Teaching With Intention ch. 5 - Understanding and Engagement

It's time for Chapter 5 in the Teaching With Intention book study! This week's chapter is hosted by Mr. Kindergarten himself, Greg over at Kindergarten Smorgasboard and another kindergarten blogger, From Kindergarten With Love.



This week's chapter is all about the thinking behind the thinking! I LOVED this chapter, as it gave me a real "behind the scenes" look at the thinking that goes into our interaction with text.  Teaching students about schema is important.  It helps them to understand that everyone comes to the table with their own information about what is being read.  It's how we connect what we read to what we know, that helps us become better readers - and it's important to make this thinking visible to kids.

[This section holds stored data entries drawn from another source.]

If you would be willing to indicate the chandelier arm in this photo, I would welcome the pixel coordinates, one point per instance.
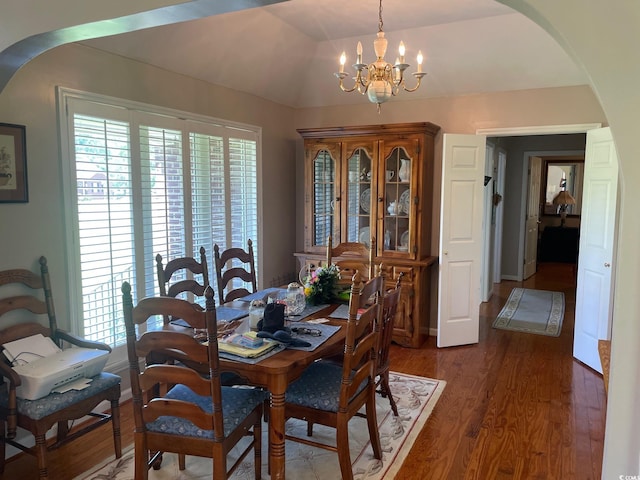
(359, 83)
(418, 78)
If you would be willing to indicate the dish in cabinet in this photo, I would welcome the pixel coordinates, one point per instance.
(365, 236)
(404, 202)
(365, 200)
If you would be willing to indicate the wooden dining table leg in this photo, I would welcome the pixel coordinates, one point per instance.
(276, 432)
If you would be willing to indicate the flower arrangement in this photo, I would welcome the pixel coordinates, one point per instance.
(320, 286)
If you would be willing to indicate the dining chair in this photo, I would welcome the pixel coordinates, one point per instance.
(235, 271)
(32, 293)
(179, 278)
(197, 415)
(389, 310)
(331, 394)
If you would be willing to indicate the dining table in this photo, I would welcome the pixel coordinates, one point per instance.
(276, 371)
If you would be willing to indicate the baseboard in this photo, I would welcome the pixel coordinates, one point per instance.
(511, 277)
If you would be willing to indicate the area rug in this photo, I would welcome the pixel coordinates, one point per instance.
(532, 311)
(415, 397)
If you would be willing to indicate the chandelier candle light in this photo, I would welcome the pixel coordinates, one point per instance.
(379, 80)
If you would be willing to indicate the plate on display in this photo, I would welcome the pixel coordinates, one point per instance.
(404, 202)
(365, 236)
(365, 200)
(404, 239)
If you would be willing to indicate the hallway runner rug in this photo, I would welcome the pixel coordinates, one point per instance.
(532, 311)
(415, 396)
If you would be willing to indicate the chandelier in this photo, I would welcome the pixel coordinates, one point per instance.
(379, 80)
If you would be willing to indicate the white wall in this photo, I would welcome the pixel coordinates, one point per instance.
(37, 227)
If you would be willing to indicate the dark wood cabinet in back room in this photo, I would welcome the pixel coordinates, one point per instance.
(375, 181)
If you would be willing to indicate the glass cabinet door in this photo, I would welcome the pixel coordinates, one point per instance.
(323, 207)
(396, 179)
(359, 197)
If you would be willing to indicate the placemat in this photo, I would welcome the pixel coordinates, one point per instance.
(308, 311)
(342, 312)
(236, 358)
(262, 294)
(326, 330)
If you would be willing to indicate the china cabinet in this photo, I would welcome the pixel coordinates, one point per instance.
(375, 181)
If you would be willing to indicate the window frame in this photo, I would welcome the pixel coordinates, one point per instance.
(135, 113)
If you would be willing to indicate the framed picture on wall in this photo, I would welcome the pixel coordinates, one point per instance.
(13, 164)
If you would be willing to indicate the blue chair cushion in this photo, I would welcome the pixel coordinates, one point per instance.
(318, 387)
(237, 404)
(42, 407)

Can I have an "Amen?!"

I used to use KWL charts as my go to way of starting off a topic.  Admit it, you probably did, too. Those charts had the right idea, but they weren't making good use of the actual thinking that was going on. Then I started using schema charts - charts that showed connected what we already new with new learning, misconceptions and more.  I couldn't find any pictures of my charts, but Greg has some great ones in his blog post HERE.

I also helped my students "see" their thinking by using coding sheets. (You can read the original post {HERE}).

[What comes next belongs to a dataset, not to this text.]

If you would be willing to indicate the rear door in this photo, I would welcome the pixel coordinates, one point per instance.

In a nutshell, coding gives students a chance to think about what they are reading and ask themselves how it fits in their schema.

Is it something I already know?
Is it something amazing or interesting?
Is it something new that I didn't know before?
Is it something that makes me ask a question, or that I'm not sure I understand?

You can download my coding sheet here by clicking the image to take you back to my original post.  Then scroll to the bottom and you can download it from there.



Both schema charts and coding "make the comprehension process visible" to students - and that's half the battle! We want students to SEE how good readers think, for them to be able to apply those strategies themselves.  Happy thinking!